Excuse me while I crash land back to earth and back into my fading red chair, yes, the one with handles gently eroded where my elbows dig in and the seat cover peeling away rabidly at the back like the pelt of a really sick animal. Give me some time to breathe deep, pull my scattered thoughts together and be really gracious and dignified about this. I was on the Beeb, take that bitch. Err. Well. Okay. That just about sums it up.
It all happened thus. I got an email, while I was twirling a strand of hair around a finger and reading Dave Barry, a very complicated process and one that brooks no interference or disturbing the concentration. With one hand on the page I was reading, I opened said email to find that a lady from the London office of the BBC was looking for Indian moms to talk about raising kids, specific to Amy Chua’s article on Chinese Moms which has been doing the rounds of the blogosphere for the past couple of day. Plenty of us had frothed at the mouth at being bracketed in the category of pushy parenting that Chua had described, but, since I was never going to fit in her category, given that the brat spends three hours on unstructured play unsupervised every evening, I didnt think or mull too deeply about the points she raised, except to thank my stars that the mater never ever called me “Fatty…” I would have been an instant entrant into the category of those suffering from some form of eating disorder and would probably be at bariatic surgery requirement now, had she done so. I am sensitive that way. So when I read that mail, my first thought was, no way. I’m not a typical Indian mother. Seriously, my idea of pushing the brat academically is making sure his four pages of weekly homework is done and submitted in on the day it is meant to be submitted.And not the next day, because it is ‘allowed’.

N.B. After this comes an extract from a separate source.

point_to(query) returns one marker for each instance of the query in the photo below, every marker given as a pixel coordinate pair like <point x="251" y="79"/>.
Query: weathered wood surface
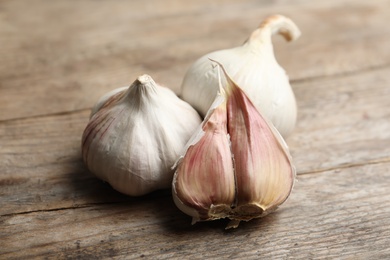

But this was the Beeb. You know. Understand how difficult it was to control myself and rush out into the street and hail a cab to reach their studio. My excitement was reigned in by the man who raised a stern eyebrow and said, with all the authority he could muster, being the man of the house, and me being driverless and therefore dependent on him, “At this hour of the night, no way.” The man has no sense of occasion. I’d have expected him to pull on his trousers and drive me to the studio at F1 speed.
The car they promised to send for me would probably be stuck in traffic for the entire duration of the programme which was barely a couple of hours away, before it even reached my gate. So I thought, there it goes, my once in a lifetime moment and sadly passed on my phone number, thinking they were not going to be keen to get a disembodied voice on the phone when they could probably get interesting face to camera from anyone else in the vicinity of their studios. But nope. The emails kept coming, then a call arrived, and I was asked to be on standby at 1800 hrs GMT, which I ensured I was by depositing the child, snoring openmouthed, next to the spouse, also snoring openmouthed, in our bedroom, and gently closing the door on them so that the snores didnt impinge on the sound quality and snored open mouthed meself on the sofa watching a really bad movie which involved snake like things coming out from the ground and scaring the *scatological word* out two random men and one token woman. Ergo, when the phone rang suddenly, I jumped up with a start, banged my shin on the coffee table, hobbled to the armchair next to which the phone is placed, picked it up to realise the wire had gotten all tangled up and the phone got lifted up along with the receiver.
Polite friendly voices introduced themselves, and asked me to chat about, what else, these are the British innit, the weather while they checked on sound quality, and we had a little run through before the programme actually went live and there I was live. On air. On the BBC World. Dispensing gyaan on parenting contrary to Amy Chua’s declaration about the Indian parent being like the Chinese parent in being focused and pushy. I am not a driven mom. Ah yes, I was driven when the child had to go for therapy and such like, but once he had come up to par with his peers in terms of development and skills, I’ve slackened the pace. Maybe when I shell out money for his therapy, he will gather courage to tell me how I made him mediocre. For now, I’d rather he has a childhood he enjoyed.
We had a mother of two and a producer at the BBC on the show, a mom and a journalist from New York, and a Chinese American and her father, a professor and a Chinese parent giving their points of view.
We are on the Chinese mom link.
Now I can die happy. Have ticked off the BBC from my bucket list, even if it was just mine disembodied ghostly voice floating through the airwaves.